So verse 19-23 Paul continues his testimony. He explains he was not disobedient to God’s call and he preached repentance which is why the Jews seized him.

Acts 26

24 Now as he thus made his defense, Festus said with a loud voice, “Paul, you are beside yourself! Much learning is driving you mad!”

25 But he said, “I am not [e]mad, most noble Festus, but speak the words of truth and reason. 26 For the king, before whom I also speak freely, knows these things; for I am convinced that none of these things escapes his attention, since this thing was not done in a corner. 27 King Agrippa, do you believe the prophets? I know that you do believe.”

28 Then Agrippa said to Paul, “You almost persuade me to become a Christian.”
9 And Paul replied, “Whether in a short time or long, I wish to God that not only you, but also all who hear me today, might become such as I am, except for these chains.”

30 Then the king stood up, and [with him] the governor and Bernice, and those who were sitting with them; 31 and after they had gone out, they began saying to one another, “This man is not doing anything worthy of death or [even] of imprisonment.” 32 And Agrippa said to Festus, “This man could have been set free if he had not appealed to [e]Caesar (Emperor Nero).”

From a grammatical standpoint, scholars aren’t exactly sure how to translate Agrippa’s response. Some choices include:
“In a little thou persuadest me a Christian to become.” (Interlinear Greek-English New Testament, Baker)
New American Standard — “In a short time you will persuade me to become a Christian.”
NRSV — “Are you so quickly persuading me to become a Christian?”
NIV — “Do you think that in such a short time you can persuade me to be a Christian?”
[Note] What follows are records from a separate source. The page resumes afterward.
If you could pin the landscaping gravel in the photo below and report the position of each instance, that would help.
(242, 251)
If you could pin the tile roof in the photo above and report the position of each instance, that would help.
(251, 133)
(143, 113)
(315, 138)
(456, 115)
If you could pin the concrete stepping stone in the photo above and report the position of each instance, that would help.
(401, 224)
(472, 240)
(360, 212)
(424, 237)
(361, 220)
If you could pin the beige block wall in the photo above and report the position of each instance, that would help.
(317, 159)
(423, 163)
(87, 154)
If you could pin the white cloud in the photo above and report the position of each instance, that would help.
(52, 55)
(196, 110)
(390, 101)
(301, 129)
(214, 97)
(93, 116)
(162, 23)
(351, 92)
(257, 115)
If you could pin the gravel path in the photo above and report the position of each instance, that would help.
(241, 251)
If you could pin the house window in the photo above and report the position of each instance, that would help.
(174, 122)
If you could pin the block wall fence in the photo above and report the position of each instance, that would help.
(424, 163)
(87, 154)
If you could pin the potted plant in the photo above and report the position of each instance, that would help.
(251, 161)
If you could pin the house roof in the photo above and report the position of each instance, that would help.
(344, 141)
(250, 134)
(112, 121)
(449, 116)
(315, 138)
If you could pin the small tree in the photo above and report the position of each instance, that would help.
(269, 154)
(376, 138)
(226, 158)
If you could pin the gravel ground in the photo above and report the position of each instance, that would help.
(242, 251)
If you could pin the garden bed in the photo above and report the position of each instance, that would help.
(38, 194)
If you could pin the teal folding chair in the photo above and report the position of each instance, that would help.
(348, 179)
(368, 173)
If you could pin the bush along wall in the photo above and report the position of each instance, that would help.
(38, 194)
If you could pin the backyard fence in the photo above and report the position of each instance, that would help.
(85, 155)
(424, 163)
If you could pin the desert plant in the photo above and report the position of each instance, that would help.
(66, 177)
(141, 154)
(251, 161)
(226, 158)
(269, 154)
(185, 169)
Paul then addressed Agrippa directly. He was certain that the king would know what he had been talking about, for the king knew the prophets. Paul asked the king, point blank, “Do you believe the prophets?” and answering for him, “I know you do.” This put Agrippa in an awkward situation. If he said, “yes,” that the prophets had, indeed, predicted a suffering Messiah and Paul was witnessing to that now, then he would basically be accepting the fundamental basis of Christianity. On the other hand, if he said, “no,” then his standing and influence with the Jewish authorities would suffer because he would be denying the veracity of the prophets.

Now something that has bothered me is Agrippa’s second statement.  Agrippa states if Paul had not appealed to Caesar he could have gone free. Well, Paul appealed to Caesar because they were trying to send him to Jerusalem for his trial, which would have resulted in his death.

The scripture does not say Paul was free to go, or that Paul did not have to stand trial. It seems like going to Caesar was the only way to get Festus out of Paul’s way. Felix had already let Paul rot in bondage for 2 years doing the Jews a favor, and Festus was on the same path.

For anyone thinking Paul was free to go until he appealed to Caesar, I give you Acts 25.

Acts 25
9 But Festus, wishing to do the Jews a favor, answered Paul, “[a]Are you willing to go up to Jerusalem and stand trial there in my presence [before the Jewish Sanhedrin] on these charges?” 10 Paul said, “I am standing before Caesar’s tribunal, where I ought to be tried. I have done nothing wrong to the Jews, as you also very well know. 11 Therefore, if I am guilty and have committed anything worthy of death, I do not try to escape death; but if there is nothing to the accusations which these men are bringing against me, no one can hand me over to them. I [b]appeal to Caesar (Emperor Nero).” 12 Then Festus, after conferring with [the men who formed] his council, answered, “You have appealed to Caesar; to Caesar you shall go.”